Alert thresholds → retraining triggers. Drift metrics feed alerts: when PSI on a key feature crosses 0.2 (or accuracy on labeled data drops below a floor), the system fires an alert and, in a mature pipeline, triggers retraining — pull fresh labeled data, retrain, re-evaluate, and ship through the same CI/CD path from lessons 12–13. That closes the ML lifecycle loop: deploy → monitor → detect drift → retrain → deploy. The cell below computes PSI and a KS-style statistic in pure NumPy and watches them rise as a distribution shifts.
Python (in browser)
Python runs entirely in your browser via Pyodide (~6 MB on first Run, cached after).
What is the difference between DATA drift and CONCEPT drift?

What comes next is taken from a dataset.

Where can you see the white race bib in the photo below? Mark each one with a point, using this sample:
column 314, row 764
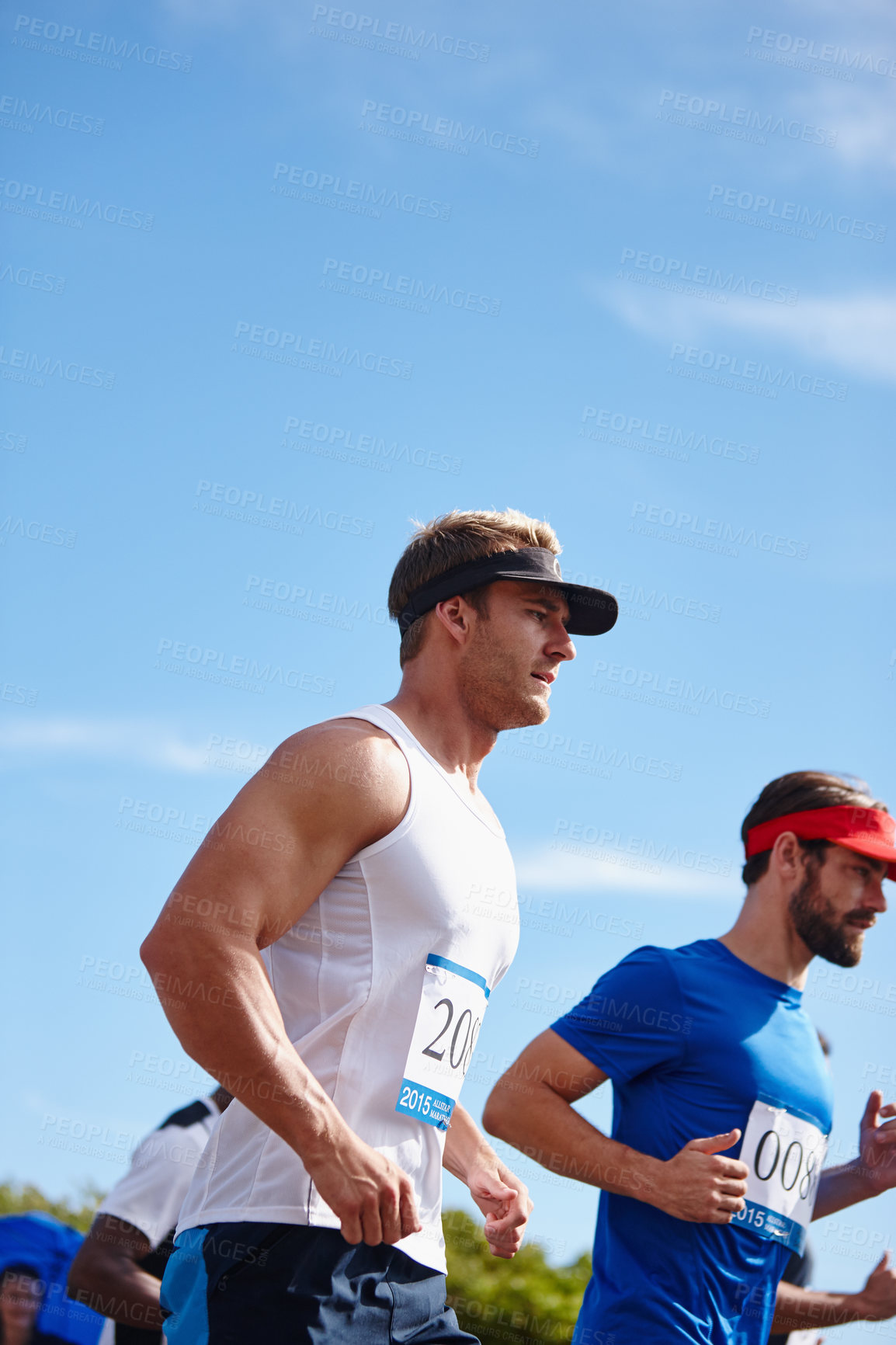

- A deployed model fails silently — no crash, just gradually worse predictions as the world drifts from its training data — so you must log predictions and monitor for drift.
- Data drift is a shift in the inputs P(X) (catchable from inputs alone, immediately); concept drift is a shift in the relationship P(y|X) (the same inputs map to different outcomes, usually seen via falling accuracy on labels).
- The PSI quantifies how far the live input distribution moved from training; crossing an alert threshold (e.g. PSI > 0.2) trips a retraining trigger — monitoring is the smoke detector that closes the lifecycle loop.
Production model services ship with monitoring dashboards that log predictions and track drift metrics (PSI/KS per feature, accuracy on delayed labels); a drift alert is the standard signal that triggers a retraining run.
If you remove it: Accuracy would erode invisibly with no error or crash — you'd only discover the rot when a business metric tanks or a user complains, long after the degraded predictions started.